The problem wasn't a lack of events — Sympla had plenty. The problem was that the platform didn't know how to surface the right ones for the right person at the right moment. And that gap was costing both user engagement and ticket sales.
Discovery & Validation
Research with users and analysis of platform data pointed in the same direction:
User interviews revealed frustration with scrolling through too many irrelevant collections
Data analysis showed high concentration of searches in a few segments per city — music, theater, nightlife — but the interface treated everything equally
Competitive benchmarking confirmed that strong local curation was the key retention driver in event discovery platforms
The insight: users didn't want more events. They wanted the city's best events for them, now.
Solution
We built a new urban discovery experience powered by two underlying systems:
Matrix API combining recommendation, personalization, and search into dynamic city pages
Global Score algorithm ordering sections by engagement and purchase trends in real time
The resulting experience gave each city its own curated identity:
Dynamic sections adapting by theme, subtheme, date, price, and audience availability
SEO-optimized titles and descriptions increasing organic discoverability
Multi-platform rollout across web, responsive, iOS, and Android
The interface stopped showing everything and started showing what mattered.
Testing & Iteration
Usability tests with 10 users validated discoverability of local events — all users completed tasks successfully.
Key validation finding: +23% increase in purchases for events in the next 7 days, with greater accuracy in suggested events confirmed via CES survey.
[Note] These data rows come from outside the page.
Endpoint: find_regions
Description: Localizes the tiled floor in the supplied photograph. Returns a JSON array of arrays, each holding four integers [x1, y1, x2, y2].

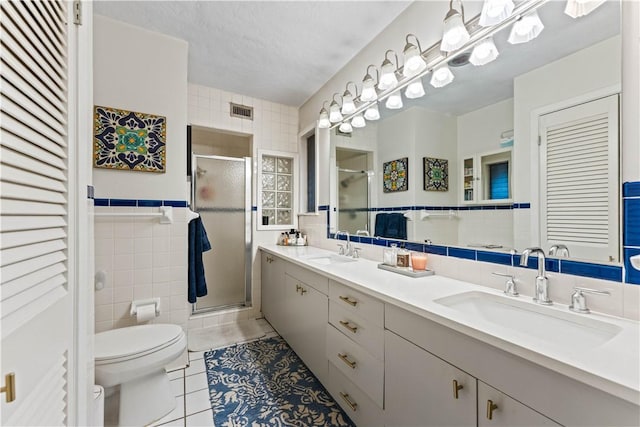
[[151, 318, 278, 427]]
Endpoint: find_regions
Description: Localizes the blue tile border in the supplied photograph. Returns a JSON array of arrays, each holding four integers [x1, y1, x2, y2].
[[448, 247, 476, 260], [93, 198, 189, 208], [477, 250, 512, 266], [560, 260, 623, 282], [623, 181, 640, 198]]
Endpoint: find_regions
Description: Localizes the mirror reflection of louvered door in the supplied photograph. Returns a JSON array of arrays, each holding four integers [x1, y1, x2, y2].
[[539, 95, 619, 262], [1, 1, 79, 425]]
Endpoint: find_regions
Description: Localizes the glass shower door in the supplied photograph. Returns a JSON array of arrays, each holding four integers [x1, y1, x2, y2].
[[192, 155, 251, 311], [337, 168, 370, 235]]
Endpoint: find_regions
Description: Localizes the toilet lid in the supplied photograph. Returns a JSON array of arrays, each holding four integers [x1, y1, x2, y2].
[[95, 324, 184, 362]]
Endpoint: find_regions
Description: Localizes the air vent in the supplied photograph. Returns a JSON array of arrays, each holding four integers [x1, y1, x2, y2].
[[335, 128, 352, 138], [230, 103, 254, 120]]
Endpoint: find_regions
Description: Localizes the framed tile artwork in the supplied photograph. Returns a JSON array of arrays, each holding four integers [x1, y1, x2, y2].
[[93, 106, 166, 173], [424, 157, 448, 191], [383, 157, 408, 193]]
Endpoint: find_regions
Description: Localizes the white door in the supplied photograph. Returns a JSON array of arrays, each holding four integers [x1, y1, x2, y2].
[[1, 1, 84, 424], [539, 95, 619, 262]]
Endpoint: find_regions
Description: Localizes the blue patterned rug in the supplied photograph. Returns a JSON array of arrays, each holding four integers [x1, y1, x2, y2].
[[204, 336, 354, 427]]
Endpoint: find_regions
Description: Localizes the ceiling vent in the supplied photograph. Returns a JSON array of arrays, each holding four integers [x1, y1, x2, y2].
[[230, 103, 253, 120]]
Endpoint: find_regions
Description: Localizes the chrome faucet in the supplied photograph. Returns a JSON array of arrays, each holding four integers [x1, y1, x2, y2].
[[335, 231, 352, 256], [549, 244, 570, 258], [519, 247, 552, 305]]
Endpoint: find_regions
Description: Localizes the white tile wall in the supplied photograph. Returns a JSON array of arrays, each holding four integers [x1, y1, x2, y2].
[[94, 207, 190, 333]]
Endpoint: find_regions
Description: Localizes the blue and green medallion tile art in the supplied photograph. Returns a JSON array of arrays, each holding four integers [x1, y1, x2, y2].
[[93, 106, 166, 173]]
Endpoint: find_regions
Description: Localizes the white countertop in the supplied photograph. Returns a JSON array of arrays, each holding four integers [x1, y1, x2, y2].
[[260, 244, 640, 406]]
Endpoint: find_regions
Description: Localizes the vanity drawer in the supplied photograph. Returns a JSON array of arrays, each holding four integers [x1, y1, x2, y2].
[[326, 363, 384, 427], [286, 262, 329, 295], [327, 324, 384, 407], [329, 301, 384, 361], [329, 280, 383, 327]]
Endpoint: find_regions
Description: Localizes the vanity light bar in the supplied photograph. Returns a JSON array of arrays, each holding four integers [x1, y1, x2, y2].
[[327, 0, 550, 130]]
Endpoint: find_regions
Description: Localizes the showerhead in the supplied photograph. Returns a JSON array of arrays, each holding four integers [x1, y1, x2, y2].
[[196, 166, 207, 178]]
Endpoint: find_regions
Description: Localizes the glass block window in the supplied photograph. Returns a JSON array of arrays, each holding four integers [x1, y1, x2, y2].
[[259, 152, 296, 228]]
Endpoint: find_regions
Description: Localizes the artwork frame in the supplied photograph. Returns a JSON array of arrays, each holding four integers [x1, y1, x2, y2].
[[424, 157, 449, 191], [383, 157, 409, 193], [93, 105, 167, 173]]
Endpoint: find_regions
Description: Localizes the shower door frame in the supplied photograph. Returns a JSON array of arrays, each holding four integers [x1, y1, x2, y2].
[[336, 167, 373, 235], [191, 154, 253, 314]]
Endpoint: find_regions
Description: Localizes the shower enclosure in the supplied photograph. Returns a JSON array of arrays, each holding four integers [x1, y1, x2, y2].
[[192, 155, 251, 312], [337, 168, 371, 235]]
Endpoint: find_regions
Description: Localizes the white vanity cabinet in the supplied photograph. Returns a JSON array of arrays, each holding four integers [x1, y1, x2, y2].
[[385, 330, 476, 427], [260, 252, 284, 332], [282, 272, 328, 382], [260, 252, 329, 383], [477, 381, 560, 427], [326, 280, 385, 425], [385, 304, 638, 427]]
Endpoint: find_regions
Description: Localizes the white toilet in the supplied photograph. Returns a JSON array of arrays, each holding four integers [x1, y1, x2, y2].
[[95, 324, 187, 426]]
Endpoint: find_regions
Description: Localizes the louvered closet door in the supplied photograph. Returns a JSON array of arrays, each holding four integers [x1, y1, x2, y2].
[[539, 95, 619, 263], [1, 1, 74, 425]]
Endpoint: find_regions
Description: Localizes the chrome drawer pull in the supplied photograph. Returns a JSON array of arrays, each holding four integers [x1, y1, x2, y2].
[[339, 392, 358, 412], [339, 320, 358, 333], [339, 295, 358, 307], [338, 353, 357, 369]]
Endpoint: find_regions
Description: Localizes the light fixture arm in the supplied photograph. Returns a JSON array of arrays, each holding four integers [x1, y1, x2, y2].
[[345, 81, 360, 98], [405, 33, 423, 52], [332, 92, 343, 105], [383, 49, 400, 69], [366, 64, 379, 83], [448, 0, 466, 22]]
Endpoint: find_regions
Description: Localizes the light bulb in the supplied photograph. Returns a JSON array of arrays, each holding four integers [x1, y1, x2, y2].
[[508, 11, 544, 44], [430, 65, 454, 88], [339, 122, 353, 133], [441, 10, 470, 52], [341, 90, 356, 115], [329, 101, 343, 123], [352, 114, 366, 128], [405, 80, 425, 99], [564, 0, 606, 18], [361, 75, 378, 102], [318, 108, 330, 129], [469, 37, 499, 66], [364, 104, 380, 121], [479, 0, 514, 26], [403, 43, 426, 77], [379, 59, 398, 90], [385, 92, 403, 110]]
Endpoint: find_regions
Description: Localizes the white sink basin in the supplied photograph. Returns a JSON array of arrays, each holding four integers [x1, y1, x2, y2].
[[302, 254, 357, 266], [434, 291, 621, 350]]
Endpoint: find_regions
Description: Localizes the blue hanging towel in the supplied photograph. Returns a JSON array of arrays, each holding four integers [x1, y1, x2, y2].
[[188, 217, 212, 303], [374, 213, 389, 238], [385, 213, 407, 240]]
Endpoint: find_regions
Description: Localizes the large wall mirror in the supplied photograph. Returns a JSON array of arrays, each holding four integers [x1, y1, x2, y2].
[[329, 0, 621, 264]]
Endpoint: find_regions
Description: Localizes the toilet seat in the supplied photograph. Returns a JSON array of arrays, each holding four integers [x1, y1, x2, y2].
[[95, 324, 184, 364]]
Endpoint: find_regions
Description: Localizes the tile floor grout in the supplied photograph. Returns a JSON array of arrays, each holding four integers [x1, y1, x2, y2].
[[151, 318, 276, 427]]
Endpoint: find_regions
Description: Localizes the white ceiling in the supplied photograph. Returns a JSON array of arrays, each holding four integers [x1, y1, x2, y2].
[[93, 1, 412, 107]]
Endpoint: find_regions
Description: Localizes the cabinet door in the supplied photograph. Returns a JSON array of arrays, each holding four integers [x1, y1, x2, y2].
[[284, 274, 328, 383], [260, 252, 284, 333], [385, 330, 476, 427], [478, 381, 561, 427]]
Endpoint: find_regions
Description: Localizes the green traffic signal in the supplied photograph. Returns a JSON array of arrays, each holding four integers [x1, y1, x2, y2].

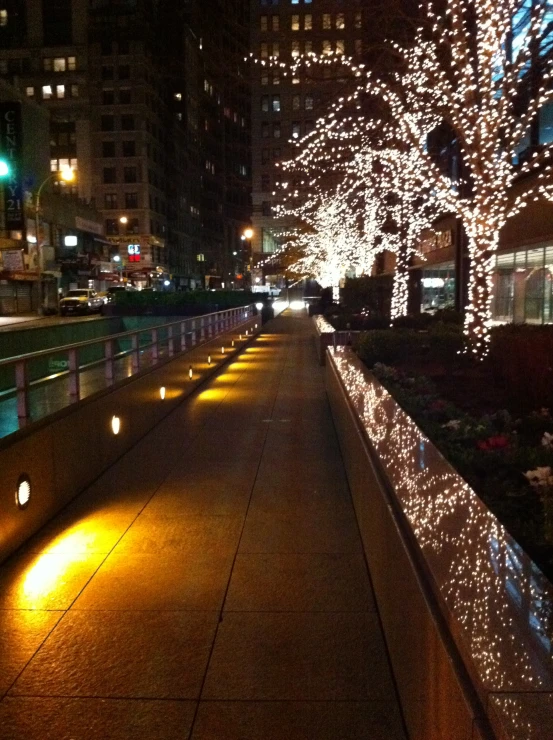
[[0, 159, 10, 178]]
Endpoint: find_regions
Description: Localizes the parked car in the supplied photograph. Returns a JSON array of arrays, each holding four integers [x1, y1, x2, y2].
[[59, 289, 104, 316]]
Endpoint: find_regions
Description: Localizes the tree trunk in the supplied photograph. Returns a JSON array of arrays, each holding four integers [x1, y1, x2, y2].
[[463, 236, 496, 360], [391, 245, 410, 320]]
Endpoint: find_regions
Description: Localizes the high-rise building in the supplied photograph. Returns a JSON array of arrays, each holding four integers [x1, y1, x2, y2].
[[250, 0, 366, 275], [0, 0, 251, 289]]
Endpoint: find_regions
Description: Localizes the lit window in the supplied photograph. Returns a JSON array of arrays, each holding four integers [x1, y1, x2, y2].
[[355, 11, 362, 29], [322, 14, 331, 30], [43, 58, 52, 71], [56, 84, 65, 98], [42, 85, 53, 100], [292, 95, 300, 110], [260, 42, 268, 58], [291, 14, 299, 30], [273, 73, 280, 85], [50, 159, 58, 172], [292, 122, 301, 138], [71, 84, 79, 97], [272, 95, 280, 112], [0, 9, 7, 26], [322, 40, 332, 55], [336, 13, 345, 29], [271, 15, 279, 31], [53, 57, 66, 72], [174, 92, 182, 100], [261, 74, 269, 86], [70, 158, 78, 170], [304, 14, 312, 30], [272, 42, 279, 58], [336, 39, 345, 55], [260, 14, 268, 31], [26, 86, 34, 98], [305, 94, 313, 110], [292, 40, 300, 57], [68, 56, 76, 71], [292, 77, 300, 85]]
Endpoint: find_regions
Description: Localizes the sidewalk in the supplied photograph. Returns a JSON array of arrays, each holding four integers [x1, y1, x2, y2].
[[0, 311, 406, 739]]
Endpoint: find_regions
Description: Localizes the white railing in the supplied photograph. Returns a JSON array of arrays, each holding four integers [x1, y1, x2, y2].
[[0, 305, 254, 423]]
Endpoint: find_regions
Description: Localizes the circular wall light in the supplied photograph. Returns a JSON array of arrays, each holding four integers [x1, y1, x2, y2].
[[111, 415, 121, 435], [16, 474, 31, 509]]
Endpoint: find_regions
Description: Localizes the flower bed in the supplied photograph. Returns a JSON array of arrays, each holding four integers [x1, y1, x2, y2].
[[369, 361, 553, 580]]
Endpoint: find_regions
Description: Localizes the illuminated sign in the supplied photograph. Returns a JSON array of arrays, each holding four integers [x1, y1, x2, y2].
[[127, 244, 141, 262], [0, 103, 23, 230]]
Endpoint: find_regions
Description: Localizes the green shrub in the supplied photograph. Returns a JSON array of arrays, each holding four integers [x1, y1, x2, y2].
[[114, 290, 256, 309], [490, 325, 553, 412], [357, 323, 463, 369]]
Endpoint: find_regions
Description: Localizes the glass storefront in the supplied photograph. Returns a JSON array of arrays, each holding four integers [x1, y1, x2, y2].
[[421, 264, 456, 313], [492, 243, 553, 324]]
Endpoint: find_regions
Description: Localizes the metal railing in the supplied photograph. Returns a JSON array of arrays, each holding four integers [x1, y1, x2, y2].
[[0, 305, 254, 422]]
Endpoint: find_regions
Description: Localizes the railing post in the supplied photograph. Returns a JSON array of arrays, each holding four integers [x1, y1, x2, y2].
[[190, 319, 196, 347], [200, 317, 206, 341], [105, 339, 115, 385], [15, 360, 29, 420], [131, 334, 140, 371], [167, 325, 174, 357], [68, 348, 80, 399], [181, 321, 187, 350], [151, 328, 159, 361]]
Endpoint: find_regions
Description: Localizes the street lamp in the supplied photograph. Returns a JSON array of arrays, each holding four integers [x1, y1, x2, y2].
[[35, 166, 75, 314], [242, 228, 254, 287]]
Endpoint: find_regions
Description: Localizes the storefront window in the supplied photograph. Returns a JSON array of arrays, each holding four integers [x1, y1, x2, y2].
[[492, 243, 553, 325], [421, 265, 455, 313]]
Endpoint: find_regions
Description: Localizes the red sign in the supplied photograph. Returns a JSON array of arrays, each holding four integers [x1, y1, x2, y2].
[[127, 244, 141, 262]]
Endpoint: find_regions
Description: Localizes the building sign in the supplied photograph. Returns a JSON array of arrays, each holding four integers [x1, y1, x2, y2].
[[75, 216, 103, 235], [0, 249, 24, 271], [0, 102, 23, 231], [127, 244, 141, 262], [420, 229, 453, 255]]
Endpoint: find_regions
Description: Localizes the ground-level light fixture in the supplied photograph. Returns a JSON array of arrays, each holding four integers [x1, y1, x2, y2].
[[111, 415, 121, 435], [160, 386, 166, 400], [189, 365, 193, 379], [221, 346, 225, 354], [208, 354, 212, 365], [16, 474, 31, 509], [232, 339, 235, 347]]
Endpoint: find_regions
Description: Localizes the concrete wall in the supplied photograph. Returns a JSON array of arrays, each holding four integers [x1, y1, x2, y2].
[[325, 356, 491, 740], [0, 315, 258, 563]]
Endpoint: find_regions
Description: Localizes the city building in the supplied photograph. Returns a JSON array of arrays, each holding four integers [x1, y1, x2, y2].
[[250, 0, 366, 286], [0, 0, 251, 292]]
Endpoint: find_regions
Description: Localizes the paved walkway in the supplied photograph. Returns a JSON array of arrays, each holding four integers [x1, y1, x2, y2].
[[0, 312, 406, 739]]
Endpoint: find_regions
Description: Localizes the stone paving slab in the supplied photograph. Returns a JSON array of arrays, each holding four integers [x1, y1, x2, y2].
[[0, 311, 406, 739]]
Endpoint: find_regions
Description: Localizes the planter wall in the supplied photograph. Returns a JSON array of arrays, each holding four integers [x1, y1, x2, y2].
[[326, 347, 553, 740]]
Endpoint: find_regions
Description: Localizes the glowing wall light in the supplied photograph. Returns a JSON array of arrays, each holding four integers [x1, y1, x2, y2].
[[16, 474, 31, 509], [221, 346, 225, 354], [111, 415, 121, 435], [232, 339, 235, 347], [208, 354, 212, 365], [160, 386, 166, 400], [189, 365, 193, 379]]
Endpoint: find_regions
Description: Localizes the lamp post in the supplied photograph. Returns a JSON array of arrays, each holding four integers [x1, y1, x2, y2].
[[35, 166, 75, 314], [242, 227, 254, 288]]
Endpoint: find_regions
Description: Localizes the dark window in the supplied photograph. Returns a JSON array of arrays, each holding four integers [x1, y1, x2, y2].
[[123, 166, 137, 183], [101, 40, 112, 55], [101, 115, 115, 131], [102, 90, 115, 105], [119, 88, 131, 104], [101, 66, 114, 80], [103, 167, 117, 184], [102, 141, 116, 157], [118, 65, 130, 79], [42, 0, 72, 46], [104, 193, 118, 209], [105, 218, 118, 235], [121, 114, 134, 130], [125, 192, 138, 208], [262, 201, 272, 216], [127, 217, 140, 234], [118, 40, 130, 54], [122, 140, 136, 157], [261, 174, 270, 191]]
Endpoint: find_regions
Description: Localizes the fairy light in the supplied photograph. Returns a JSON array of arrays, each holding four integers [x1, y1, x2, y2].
[[254, 0, 553, 360]]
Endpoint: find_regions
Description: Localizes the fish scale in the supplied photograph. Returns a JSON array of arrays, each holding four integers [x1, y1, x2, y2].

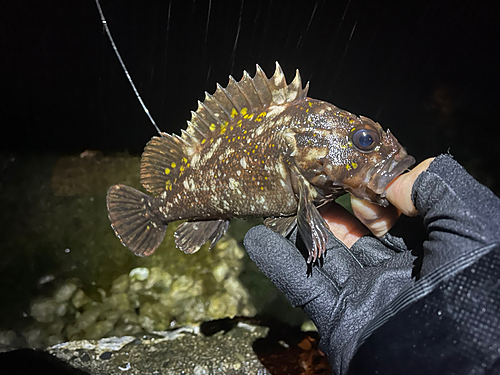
[[107, 62, 415, 263]]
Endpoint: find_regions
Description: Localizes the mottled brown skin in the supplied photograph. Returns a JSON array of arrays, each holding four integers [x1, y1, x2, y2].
[[151, 99, 403, 222]]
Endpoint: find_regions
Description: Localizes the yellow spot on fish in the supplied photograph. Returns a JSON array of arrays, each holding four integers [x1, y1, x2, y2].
[[349, 119, 355, 124], [346, 165, 352, 171], [261, 160, 265, 164], [247, 113, 254, 120], [201, 139, 206, 144], [171, 162, 176, 168], [255, 145, 258, 149], [352, 162, 358, 169], [221, 122, 227, 134], [264, 176, 268, 180], [260, 186, 264, 190], [165, 180, 172, 190], [165, 168, 171, 175], [237, 120, 243, 127], [347, 141, 353, 147], [180, 165, 185, 172], [231, 108, 238, 118], [306, 109, 309, 113], [237, 136, 241, 140], [243, 130, 248, 134], [230, 126, 234, 131], [351, 127, 356, 132], [146, 225, 150, 230], [308, 102, 313, 107], [255, 111, 267, 122], [187, 163, 190, 168], [240, 107, 247, 116], [209, 123, 216, 131], [182, 157, 188, 163]]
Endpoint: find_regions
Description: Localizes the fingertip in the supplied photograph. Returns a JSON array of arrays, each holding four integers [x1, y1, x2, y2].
[[386, 158, 434, 216]]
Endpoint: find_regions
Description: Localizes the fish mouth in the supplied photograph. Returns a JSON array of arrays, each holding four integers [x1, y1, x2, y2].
[[366, 148, 416, 205]]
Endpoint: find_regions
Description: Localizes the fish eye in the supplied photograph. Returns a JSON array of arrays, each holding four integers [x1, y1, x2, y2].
[[351, 128, 379, 152]]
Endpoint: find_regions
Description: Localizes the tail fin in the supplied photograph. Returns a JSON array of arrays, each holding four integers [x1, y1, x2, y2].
[[106, 184, 167, 256]]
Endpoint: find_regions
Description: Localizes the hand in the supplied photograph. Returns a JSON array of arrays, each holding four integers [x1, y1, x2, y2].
[[244, 158, 435, 373]]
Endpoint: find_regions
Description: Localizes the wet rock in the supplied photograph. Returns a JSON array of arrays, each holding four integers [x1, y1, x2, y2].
[[110, 274, 129, 294], [77, 305, 102, 331], [129, 267, 149, 281], [106, 292, 129, 312], [48, 323, 271, 375], [85, 320, 115, 340], [71, 289, 92, 309], [0, 330, 17, 348], [53, 281, 78, 303], [31, 298, 58, 323]]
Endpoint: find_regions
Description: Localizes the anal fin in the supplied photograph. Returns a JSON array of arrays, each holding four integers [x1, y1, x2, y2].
[[264, 216, 297, 237], [174, 219, 230, 254]]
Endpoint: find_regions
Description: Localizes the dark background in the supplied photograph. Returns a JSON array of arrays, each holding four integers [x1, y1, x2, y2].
[[1, 0, 499, 192]]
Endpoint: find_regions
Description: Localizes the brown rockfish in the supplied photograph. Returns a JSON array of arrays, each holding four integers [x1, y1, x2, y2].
[[107, 62, 415, 263]]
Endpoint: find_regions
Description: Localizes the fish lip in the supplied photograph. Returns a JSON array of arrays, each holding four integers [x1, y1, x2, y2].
[[367, 149, 416, 196]]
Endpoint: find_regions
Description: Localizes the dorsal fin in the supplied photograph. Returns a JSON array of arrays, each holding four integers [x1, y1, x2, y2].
[[140, 62, 309, 196], [182, 61, 309, 145], [140, 133, 191, 195]]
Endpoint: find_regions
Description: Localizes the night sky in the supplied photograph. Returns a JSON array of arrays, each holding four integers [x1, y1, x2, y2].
[[1, 0, 499, 191]]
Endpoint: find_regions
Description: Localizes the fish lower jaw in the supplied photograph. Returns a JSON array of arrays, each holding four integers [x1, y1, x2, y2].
[[367, 151, 415, 196]]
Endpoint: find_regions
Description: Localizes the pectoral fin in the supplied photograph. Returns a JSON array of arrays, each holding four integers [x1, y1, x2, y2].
[[174, 219, 229, 254], [296, 174, 329, 263]]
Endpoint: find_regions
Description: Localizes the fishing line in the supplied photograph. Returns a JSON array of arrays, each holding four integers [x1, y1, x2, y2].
[[94, 0, 162, 136]]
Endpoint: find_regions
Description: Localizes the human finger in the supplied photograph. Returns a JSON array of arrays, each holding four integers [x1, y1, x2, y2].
[[319, 201, 370, 248], [385, 157, 435, 216], [350, 196, 400, 238]]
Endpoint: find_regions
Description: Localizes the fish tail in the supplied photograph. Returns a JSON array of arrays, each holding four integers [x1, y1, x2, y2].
[[106, 184, 167, 256]]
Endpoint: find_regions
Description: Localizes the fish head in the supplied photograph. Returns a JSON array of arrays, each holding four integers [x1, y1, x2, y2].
[[290, 104, 415, 207], [329, 115, 415, 206]]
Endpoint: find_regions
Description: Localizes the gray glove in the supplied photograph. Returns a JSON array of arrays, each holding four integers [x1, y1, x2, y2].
[[244, 227, 415, 375]]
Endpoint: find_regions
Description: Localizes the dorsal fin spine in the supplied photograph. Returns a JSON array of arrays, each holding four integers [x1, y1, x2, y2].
[[221, 80, 242, 113], [275, 62, 288, 99], [245, 70, 265, 107], [205, 91, 232, 119], [180, 129, 196, 144], [233, 77, 253, 109], [186, 120, 205, 138], [199, 100, 223, 125], [191, 110, 210, 128], [255, 64, 273, 104]]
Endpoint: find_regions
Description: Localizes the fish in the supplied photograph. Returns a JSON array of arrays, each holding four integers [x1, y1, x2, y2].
[[106, 62, 415, 263]]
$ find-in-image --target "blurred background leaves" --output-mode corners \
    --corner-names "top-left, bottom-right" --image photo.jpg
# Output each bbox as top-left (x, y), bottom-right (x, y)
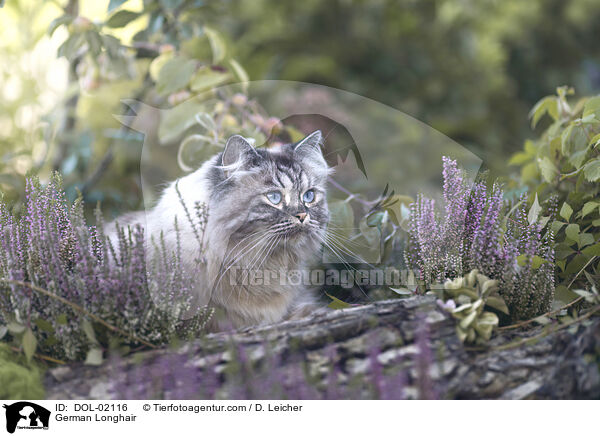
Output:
top-left (1, 0), bottom-right (600, 217)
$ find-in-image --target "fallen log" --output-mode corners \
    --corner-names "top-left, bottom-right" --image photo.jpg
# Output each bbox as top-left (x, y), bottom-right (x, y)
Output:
top-left (44, 296), bottom-right (600, 399)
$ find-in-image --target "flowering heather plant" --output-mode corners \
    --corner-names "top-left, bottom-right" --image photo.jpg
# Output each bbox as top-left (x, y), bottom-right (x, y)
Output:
top-left (405, 157), bottom-right (555, 321)
top-left (0, 174), bottom-right (211, 363)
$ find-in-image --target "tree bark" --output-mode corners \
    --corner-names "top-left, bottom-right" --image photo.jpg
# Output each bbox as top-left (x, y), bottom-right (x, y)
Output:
top-left (44, 296), bottom-right (600, 399)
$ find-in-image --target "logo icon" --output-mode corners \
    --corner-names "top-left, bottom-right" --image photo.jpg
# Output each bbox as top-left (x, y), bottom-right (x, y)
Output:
top-left (3, 402), bottom-right (50, 434)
Post-launch monitoring tracked CSAT and support tickets for 14 days. No regression in existing flows.

Impact
Outcome | Result |
|---|---|
Short-term purchase intent | +23% (events in next 7 days) |
SEO & organic traffic | Strengthened via dynamic city structures |
Monetization | New opportunities created by surfacing top events |
Brand positioning | Sympla established as the reference for "what's happening" in each city |
My Role
I led the end-to-end experience design — from framing the research questions and synthesizing insights, to defining the navigation logic, prototyping, running usability tests, and delivering final multi-platform designs. I worked closely with data, product, and engineering to ensure the Matrix and Global Score systems translated into an experience that felt intuitive, not algorithmic.
What this taught me
Personalization is only as good as the model behind it — but the interface is what users trust. Making algorithmic recommendations feel like human curation required as much design thinking as it did data architecture. The best outcome was that users stopped seeing a list and started seeing their city.